The Times 20/09/18 | Vox Markets

The Times 20/09/18

Peter Long steps down at Royal Mail. Chairman stands down after investor pay revolt. Peter Long has stood down as chairman of Royal Mail (RMG) only two months after suffering one of Britain’s biggest ever shareholder rebellions over pay and his other corporate commitments. Royal Mail announced yesterday that Mr Long would stand down with immediate effect after he reviewed his board appointments and concluded that it was “no longer possible” for him to remain. He also will step down as executive chairman of Countrywide (CWD), the embattled estate agency group.

Tesco’s Drastic Dave brings back Slasher Jack. New discount stores aim to hit rival German discounters where it hurts – at the checkouts. In advance of the opening of the first two Jack’s stores today, Dave Lewis, Tesco (TSCO) chief executive, claimed that the new discount stores would offer the “cheapest products in town” and were exactly what Sir Jack Cohen, Tesco’s founder, “would have wanted and what he would have done”.

The vehicle hire company seen as the go-to choice of “white van man” has suffered an embarrassing defeat in a vote over pay at its annual meeting. Shareholders speaking for almost 58% of Northgate (NTG) voted against the hire group’s pay report at Tuesday’s annual meeting after it tried to scrap the link between executive bonuses and the company’s earnings per share. Investors argued that if they were to suffer lost earnings, so, too, should directors.

Kingfisher springs a profit leak with home improvement still not finished. Declining profits at Kingfisher (KGF) and the departure of a key executive have triggered concerns about its turnaround plan and ability to hit full-year forecasts. The DIY group behind the B&Q and Screwfix chains yesterday announced a 30.1% drop in pre-tax profit to £281 million for the six months to the end of July.

Stalling rail growth hits Stagecoach. Stagecoach Group (SGC) has suffered a slowdown in growth on its East Midlands Trains franchise and a drop in revenues from London buses. The transport operator said yesterday that like-for-like revenue growth on East Midlands from May to August had slowed to 2.1%, down from 3.5% in the previous financial year. It also fell to  5.3% in its Virgin Trains venture, which operates services on the west coast main line between London Euston, Birmingham, the northwest and Scotland.

ITV hopes partner will help it come on stream. ITV (ITV) is in talks with potential partners for its planned British streaming service and hopes to agree an outline deal over the coming months. Dame Carolyn McCall, its chief executive, said yesterday that she was aiming to have drawn up a battle plan to counter Netflix and Amazon Video by February, when ITV publishes its annual results. “We’re working through a number of plans, but it depends on who we partner with,” she told investors.

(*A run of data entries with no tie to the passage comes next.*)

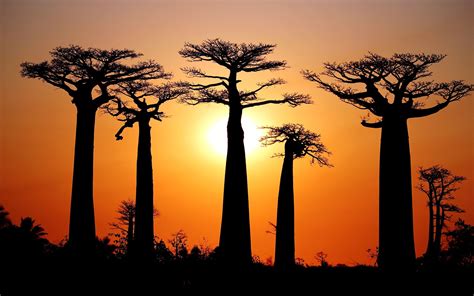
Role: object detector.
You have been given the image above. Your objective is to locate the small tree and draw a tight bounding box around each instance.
[179,39,311,266]
[104,81,187,260]
[110,200,159,255]
[417,165,466,261]
[0,205,12,229]
[21,45,166,256]
[260,124,329,269]
[303,53,474,270]
[314,251,329,267]
[168,229,188,259]
[446,219,474,267]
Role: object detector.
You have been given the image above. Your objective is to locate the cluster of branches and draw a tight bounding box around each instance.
[21,45,170,108]
[302,53,474,127]
[179,39,311,108]
[104,81,188,140]
[260,123,331,166]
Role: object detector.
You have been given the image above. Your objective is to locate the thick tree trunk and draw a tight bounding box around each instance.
[219,105,252,267]
[433,203,444,260]
[425,201,434,258]
[133,119,154,261]
[378,114,415,271]
[127,215,135,256]
[275,142,295,270]
[69,106,96,258]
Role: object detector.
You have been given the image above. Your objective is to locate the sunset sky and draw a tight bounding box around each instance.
[0,0,474,265]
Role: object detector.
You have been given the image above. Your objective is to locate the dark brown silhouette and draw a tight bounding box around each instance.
[110,200,159,255]
[21,45,167,256]
[105,81,187,261]
[303,53,473,270]
[417,165,466,262]
[445,219,474,270]
[261,124,329,270]
[179,39,311,266]
[110,200,135,255]
[0,205,12,229]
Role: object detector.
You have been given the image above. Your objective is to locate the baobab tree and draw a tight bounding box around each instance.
[303,53,473,270]
[110,200,159,255]
[417,165,466,262]
[179,39,311,266]
[104,81,187,261]
[21,45,167,257]
[260,124,330,270]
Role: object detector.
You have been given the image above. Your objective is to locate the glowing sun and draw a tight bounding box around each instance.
[207,117,262,155]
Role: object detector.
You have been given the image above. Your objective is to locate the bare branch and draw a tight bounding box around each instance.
[181,67,229,81]
[243,93,313,108]
[360,120,383,128]
[260,124,332,166]
[181,89,229,105]
[407,80,474,118]
[240,78,286,99]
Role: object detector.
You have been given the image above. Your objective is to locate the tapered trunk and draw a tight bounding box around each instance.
[426,200,434,258]
[378,114,415,271]
[275,142,295,270]
[133,119,154,261]
[219,105,252,267]
[127,214,135,255]
[433,203,444,259]
[69,105,96,258]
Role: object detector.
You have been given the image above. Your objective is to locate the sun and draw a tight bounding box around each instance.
[207,117,262,155]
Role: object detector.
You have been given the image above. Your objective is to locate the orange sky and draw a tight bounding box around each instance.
[0,0,474,264]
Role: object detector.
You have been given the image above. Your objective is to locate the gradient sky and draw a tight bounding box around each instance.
[0,0,474,264]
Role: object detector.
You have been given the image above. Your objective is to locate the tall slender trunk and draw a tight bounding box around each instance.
[433,202,444,260]
[219,105,252,267]
[426,200,435,258]
[379,114,415,271]
[69,105,96,258]
[134,118,154,261]
[275,140,295,270]
[127,213,135,256]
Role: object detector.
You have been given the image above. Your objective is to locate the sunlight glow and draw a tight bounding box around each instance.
[207,117,263,155]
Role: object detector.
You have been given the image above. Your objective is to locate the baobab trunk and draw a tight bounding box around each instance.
[426,200,434,258]
[219,105,252,266]
[433,202,444,260]
[69,105,96,258]
[275,140,295,270]
[378,114,415,271]
[133,118,154,261]
[127,213,135,256]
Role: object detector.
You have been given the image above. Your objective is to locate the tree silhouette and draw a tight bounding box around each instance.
[104,80,187,260]
[179,39,311,266]
[21,45,168,256]
[168,229,188,259]
[0,215,49,263]
[417,165,466,261]
[110,200,159,255]
[303,53,473,270]
[0,205,12,229]
[446,219,474,268]
[110,200,135,255]
[260,124,329,269]
[314,251,329,267]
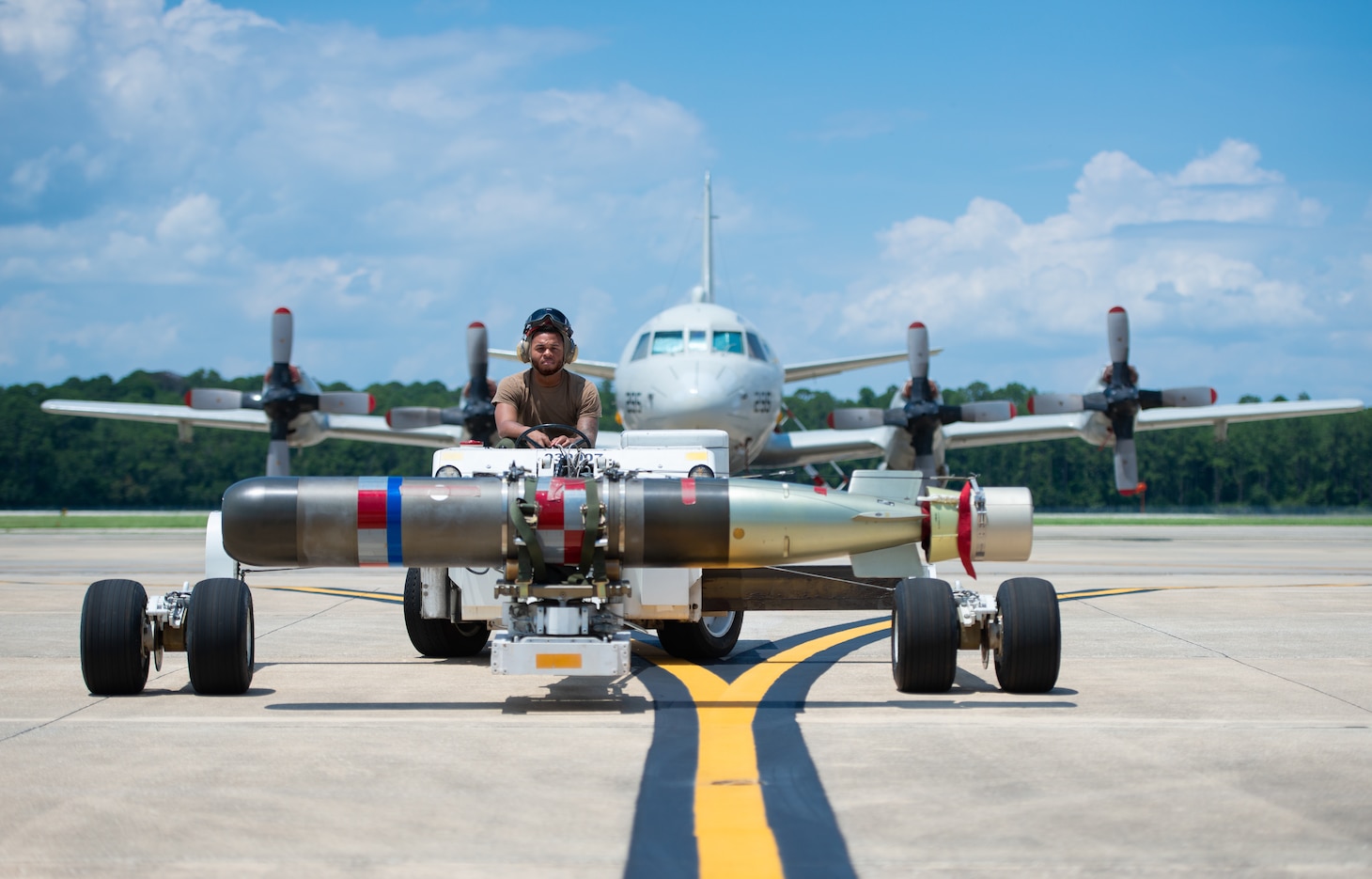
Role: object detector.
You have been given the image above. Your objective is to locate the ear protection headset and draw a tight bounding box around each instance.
[515,307,576,366]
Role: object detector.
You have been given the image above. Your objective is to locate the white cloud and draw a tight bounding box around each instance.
[841,140,1320,340]
[0,0,86,83]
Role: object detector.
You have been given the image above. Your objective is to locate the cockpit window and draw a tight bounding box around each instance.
[653,330,686,354]
[715,330,743,354]
[748,333,772,360]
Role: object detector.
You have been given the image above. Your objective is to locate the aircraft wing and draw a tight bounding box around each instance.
[1134,400,1364,430]
[751,426,897,470]
[489,348,616,379]
[943,400,1364,449]
[785,348,943,382]
[41,400,462,449]
[943,412,1094,449]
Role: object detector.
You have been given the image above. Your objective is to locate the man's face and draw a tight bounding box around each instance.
[528,333,566,375]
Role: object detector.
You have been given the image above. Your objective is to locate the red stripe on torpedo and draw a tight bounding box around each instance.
[357,489,385,528]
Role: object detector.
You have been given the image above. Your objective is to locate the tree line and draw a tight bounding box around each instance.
[0,370,1372,510]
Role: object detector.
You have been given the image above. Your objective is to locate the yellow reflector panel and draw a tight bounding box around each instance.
[534,653,582,668]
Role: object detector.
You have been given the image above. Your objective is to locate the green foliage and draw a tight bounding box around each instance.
[0,370,1372,510]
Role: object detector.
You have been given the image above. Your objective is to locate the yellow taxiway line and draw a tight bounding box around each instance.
[641,620,891,879]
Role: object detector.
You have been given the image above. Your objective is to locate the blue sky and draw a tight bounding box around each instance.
[0,0,1372,401]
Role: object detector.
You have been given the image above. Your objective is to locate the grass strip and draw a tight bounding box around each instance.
[0,512,209,531]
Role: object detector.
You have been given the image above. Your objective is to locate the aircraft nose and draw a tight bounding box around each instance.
[650,369,743,429]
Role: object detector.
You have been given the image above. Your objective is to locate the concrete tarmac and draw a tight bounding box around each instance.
[0,526,1372,878]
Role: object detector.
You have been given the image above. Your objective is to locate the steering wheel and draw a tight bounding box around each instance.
[515,423,591,449]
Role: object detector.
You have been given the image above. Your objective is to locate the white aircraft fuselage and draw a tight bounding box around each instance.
[615,302,785,473]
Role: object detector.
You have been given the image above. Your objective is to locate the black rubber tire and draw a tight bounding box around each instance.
[891,577,961,692]
[185,577,256,697]
[657,610,743,662]
[996,577,1062,694]
[405,567,491,658]
[81,580,151,697]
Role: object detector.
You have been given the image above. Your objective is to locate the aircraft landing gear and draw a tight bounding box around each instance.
[996,577,1062,692]
[405,567,490,658]
[891,577,960,692]
[81,577,254,697]
[185,577,254,697]
[81,580,151,697]
[891,577,1062,694]
[657,610,743,662]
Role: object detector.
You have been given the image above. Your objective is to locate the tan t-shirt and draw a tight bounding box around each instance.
[494,369,600,427]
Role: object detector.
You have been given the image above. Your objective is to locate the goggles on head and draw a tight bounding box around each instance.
[524,307,572,339]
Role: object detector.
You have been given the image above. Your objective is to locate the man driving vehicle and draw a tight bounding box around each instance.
[494,307,600,447]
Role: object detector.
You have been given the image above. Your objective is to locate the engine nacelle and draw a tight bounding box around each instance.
[919,479,1033,577]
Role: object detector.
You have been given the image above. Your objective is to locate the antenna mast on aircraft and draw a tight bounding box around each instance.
[693,170,715,302]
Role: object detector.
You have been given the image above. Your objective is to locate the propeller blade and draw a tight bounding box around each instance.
[1115,437,1139,495]
[466,320,490,400]
[958,400,1015,422]
[906,320,928,384]
[320,390,376,415]
[1162,387,1218,406]
[1106,305,1130,363]
[185,387,254,409]
[1029,394,1086,415]
[826,408,889,430]
[272,307,295,364]
[266,440,291,477]
[385,406,444,430]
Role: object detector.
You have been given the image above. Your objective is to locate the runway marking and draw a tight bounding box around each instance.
[253,587,405,604]
[627,620,891,879]
[1058,582,1372,602]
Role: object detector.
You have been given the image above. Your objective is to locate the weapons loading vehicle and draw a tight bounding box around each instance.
[81,424,1061,694]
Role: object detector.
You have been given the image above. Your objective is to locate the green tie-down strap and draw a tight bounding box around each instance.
[578,479,609,599]
[510,477,548,598]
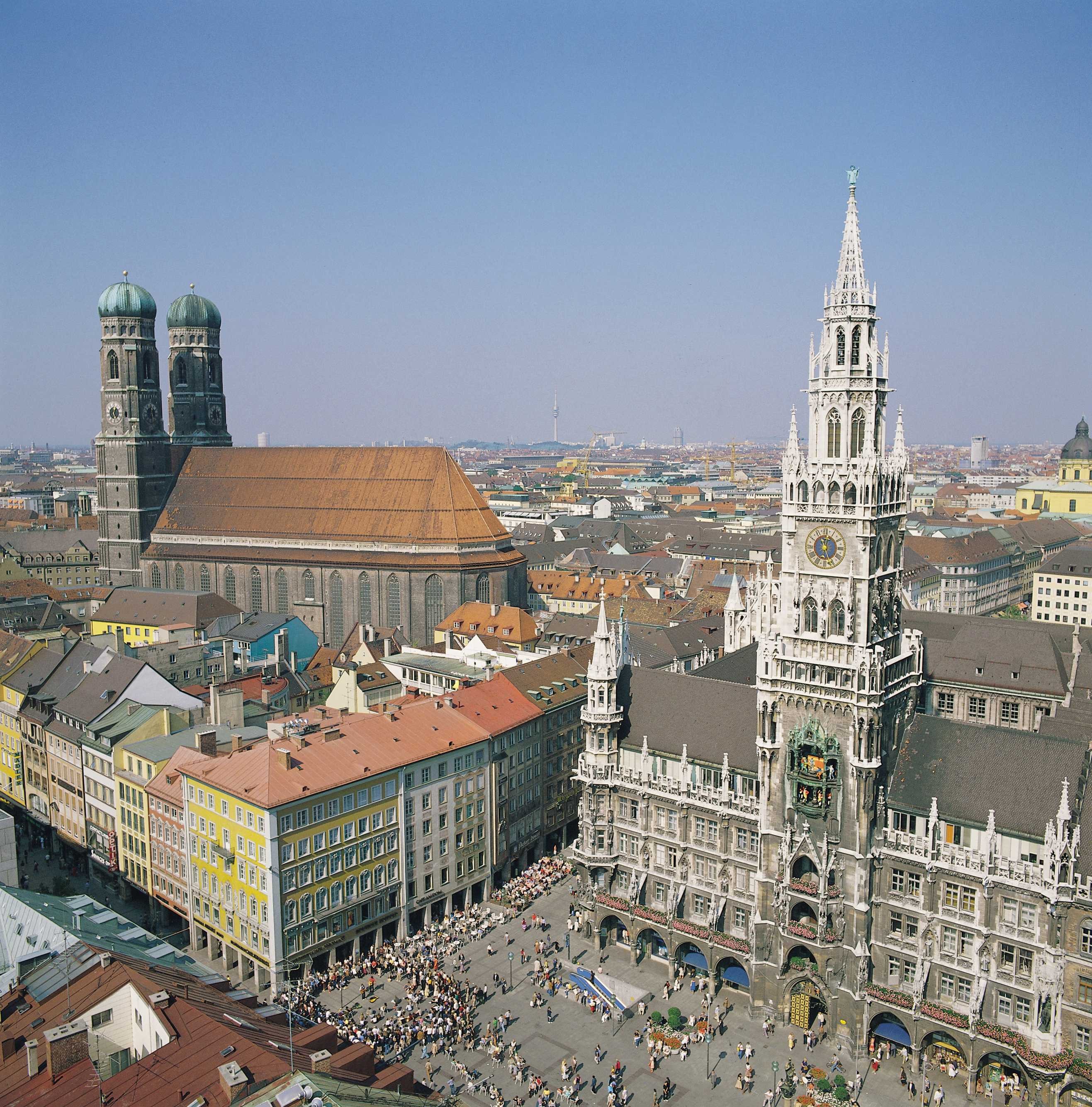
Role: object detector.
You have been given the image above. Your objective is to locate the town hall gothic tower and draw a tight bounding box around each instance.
[752,169,922,1026]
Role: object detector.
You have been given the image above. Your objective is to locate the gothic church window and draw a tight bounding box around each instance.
[850,407,864,457]
[330,572,345,645]
[830,600,845,637]
[827,411,842,457]
[425,572,444,629]
[803,596,819,634]
[356,572,372,623]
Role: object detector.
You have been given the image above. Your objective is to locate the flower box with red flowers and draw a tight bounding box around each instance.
[864,984,914,1011]
[922,1003,970,1029]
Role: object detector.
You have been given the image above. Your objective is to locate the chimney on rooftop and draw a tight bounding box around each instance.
[217,1061,249,1104]
[45,1018,88,1084]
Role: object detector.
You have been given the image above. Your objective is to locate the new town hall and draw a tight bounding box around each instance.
[575,177,1092,1102]
[95,281,525,647]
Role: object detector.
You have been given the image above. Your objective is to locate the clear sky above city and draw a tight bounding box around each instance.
[0,0,1092,445]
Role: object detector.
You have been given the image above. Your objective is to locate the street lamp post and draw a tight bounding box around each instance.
[701,995,713,1079]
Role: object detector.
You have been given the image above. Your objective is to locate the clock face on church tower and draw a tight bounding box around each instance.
[805,527,845,569]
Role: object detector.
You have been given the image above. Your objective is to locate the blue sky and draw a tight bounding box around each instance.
[0,0,1092,444]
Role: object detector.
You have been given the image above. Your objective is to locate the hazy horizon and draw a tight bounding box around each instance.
[0,2,1092,445]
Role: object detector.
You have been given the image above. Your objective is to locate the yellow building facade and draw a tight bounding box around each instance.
[0,634,45,808]
[1016,418,1092,515]
[181,740,403,988]
[182,775,275,986]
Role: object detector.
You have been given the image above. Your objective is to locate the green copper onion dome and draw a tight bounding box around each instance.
[167,285,220,328]
[98,270,156,319]
[1062,418,1092,462]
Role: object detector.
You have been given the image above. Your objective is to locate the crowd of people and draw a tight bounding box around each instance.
[275,857,580,1107]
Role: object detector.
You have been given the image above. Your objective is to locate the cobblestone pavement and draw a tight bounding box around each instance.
[312,881,967,1107]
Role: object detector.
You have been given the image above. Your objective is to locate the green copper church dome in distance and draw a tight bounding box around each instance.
[167,285,220,328]
[98,270,156,319]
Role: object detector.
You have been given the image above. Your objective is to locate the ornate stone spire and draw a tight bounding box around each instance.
[890,405,906,460]
[588,600,618,681]
[725,574,746,611]
[832,166,868,302]
[784,404,800,457]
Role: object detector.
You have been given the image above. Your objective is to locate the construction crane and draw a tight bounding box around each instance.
[572,431,625,488]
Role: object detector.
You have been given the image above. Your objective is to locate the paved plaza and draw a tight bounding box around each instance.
[320,880,969,1107]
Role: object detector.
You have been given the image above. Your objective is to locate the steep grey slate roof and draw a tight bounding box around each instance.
[887,715,1089,841]
[694,642,758,687]
[618,665,761,775]
[903,610,1084,696]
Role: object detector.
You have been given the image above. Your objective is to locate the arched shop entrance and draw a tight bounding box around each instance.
[637,928,667,961]
[868,1011,914,1053]
[1058,1080,1092,1107]
[717,958,751,988]
[675,942,709,976]
[789,978,827,1029]
[975,1053,1028,1095]
[922,1031,967,1072]
[598,915,630,950]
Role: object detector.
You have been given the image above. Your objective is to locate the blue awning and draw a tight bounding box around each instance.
[683,950,709,970]
[720,965,751,988]
[872,1019,913,1045]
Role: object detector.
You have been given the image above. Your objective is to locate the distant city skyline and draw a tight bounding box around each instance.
[0,2,1092,446]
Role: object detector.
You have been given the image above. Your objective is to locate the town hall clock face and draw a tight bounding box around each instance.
[807,527,845,569]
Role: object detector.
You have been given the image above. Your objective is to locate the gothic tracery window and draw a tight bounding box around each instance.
[850,407,864,457]
[830,600,845,637]
[803,596,819,634]
[387,572,401,627]
[330,572,345,645]
[425,572,444,628]
[356,572,372,624]
[827,411,842,457]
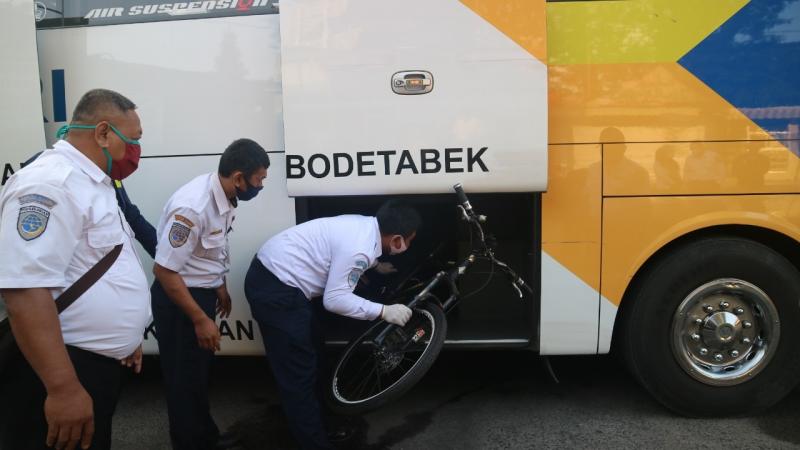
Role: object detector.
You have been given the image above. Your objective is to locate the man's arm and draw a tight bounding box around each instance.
[153,263,220,351]
[2,288,94,449]
[114,181,157,258]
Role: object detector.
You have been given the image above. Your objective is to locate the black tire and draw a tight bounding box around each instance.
[620,237,800,417]
[0,318,16,375]
[328,302,447,414]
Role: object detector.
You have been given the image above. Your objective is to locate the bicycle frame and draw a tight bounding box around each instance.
[373,184,533,346]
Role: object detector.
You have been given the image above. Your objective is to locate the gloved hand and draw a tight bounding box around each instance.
[381,303,411,327]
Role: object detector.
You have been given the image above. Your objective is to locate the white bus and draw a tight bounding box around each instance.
[0,0,800,415]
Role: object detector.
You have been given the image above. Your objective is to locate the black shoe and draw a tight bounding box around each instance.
[216,432,241,450]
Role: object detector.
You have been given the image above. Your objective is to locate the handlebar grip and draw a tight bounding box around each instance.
[453,183,472,211]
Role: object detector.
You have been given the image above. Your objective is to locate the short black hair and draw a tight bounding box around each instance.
[72,89,136,124]
[217,138,269,178]
[375,200,422,237]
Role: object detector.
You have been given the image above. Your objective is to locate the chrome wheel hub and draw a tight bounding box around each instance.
[672,278,780,386]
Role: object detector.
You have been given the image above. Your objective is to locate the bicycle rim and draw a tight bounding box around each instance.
[333,309,439,406]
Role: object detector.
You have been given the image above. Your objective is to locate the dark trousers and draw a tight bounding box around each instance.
[244,258,333,449]
[0,345,122,450]
[150,280,219,450]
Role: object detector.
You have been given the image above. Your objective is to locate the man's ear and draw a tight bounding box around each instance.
[94,121,111,148]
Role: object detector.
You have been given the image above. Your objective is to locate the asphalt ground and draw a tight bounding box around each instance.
[104,351,800,450]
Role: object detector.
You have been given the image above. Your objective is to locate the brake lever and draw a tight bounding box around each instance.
[511,282,522,298]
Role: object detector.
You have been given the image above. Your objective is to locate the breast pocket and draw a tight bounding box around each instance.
[195,233,227,261]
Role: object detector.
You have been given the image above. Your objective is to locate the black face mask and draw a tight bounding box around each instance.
[236,178,264,202]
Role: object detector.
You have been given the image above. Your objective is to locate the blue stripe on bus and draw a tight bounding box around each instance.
[53,69,67,122]
[679,0,800,138]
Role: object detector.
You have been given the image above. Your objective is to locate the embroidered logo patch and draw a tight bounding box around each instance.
[18,194,57,208]
[17,206,50,241]
[175,214,194,228]
[347,260,367,288]
[169,222,191,248]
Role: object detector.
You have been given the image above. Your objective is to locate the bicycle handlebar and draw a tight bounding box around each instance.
[453,183,472,214]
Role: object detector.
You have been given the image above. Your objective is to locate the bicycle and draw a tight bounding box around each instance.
[329,183,533,414]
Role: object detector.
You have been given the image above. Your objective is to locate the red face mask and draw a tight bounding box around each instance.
[111,143,142,180]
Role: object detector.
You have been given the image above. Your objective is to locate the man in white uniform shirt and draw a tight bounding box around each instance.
[0,89,150,449]
[245,202,420,449]
[151,139,269,450]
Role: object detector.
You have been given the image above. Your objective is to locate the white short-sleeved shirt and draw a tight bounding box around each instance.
[156,172,236,288]
[0,141,150,359]
[257,215,383,320]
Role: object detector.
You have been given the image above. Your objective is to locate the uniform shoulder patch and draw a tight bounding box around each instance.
[169,222,191,248]
[17,206,50,241]
[347,259,367,288]
[17,194,57,208]
[175,214,194,228]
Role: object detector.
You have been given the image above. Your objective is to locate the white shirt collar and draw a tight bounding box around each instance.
[372,217,383,262]
[211,172,231,215]
[53,139,111,183]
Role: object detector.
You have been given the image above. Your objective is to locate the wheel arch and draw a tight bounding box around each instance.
[611,224,800,352]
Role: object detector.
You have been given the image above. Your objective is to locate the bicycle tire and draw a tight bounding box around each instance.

Smiths is analysts’ pick as a defence in trying times. Citi’s analysts decided that now would be a good time to man the defences, or at least consider the virtues of defensive stocks. They initiated coverage of Smiths Group (SMIN) with a “buy” rating. It’s long been a candidate for a demerger/spin-offs of its divisions, but a deal to marry its medical division with ICU, of the United States, was called off at the end of last week.Citi’s analysts wrote. “We see medical’s defensive attributes as an intrinsic advantage, given the macro risks worrying cyclicals’ investors at present.”

A rise in metals prices lifted miners after an apparent softening of the trade dispute between the United States and China, the world’s biggest metals consumer. Antofagasta (ANTO) climbed 46½p to 837p. Anglo American (AAL) jumped 79½p to £16.56. Kaz Minerals (KAZ), the copper company, rose to the top of the mid-caps after prices of the metal rose sharply. It closed up 38p at 520p.

Premaitha Health (NIPT) rose by 12.6% after announcing that it had agreed a legal settlement and licence agreement with Illumina, the San Diego-based biotechnology specialist, over its patent for non-invasive prenatal testing.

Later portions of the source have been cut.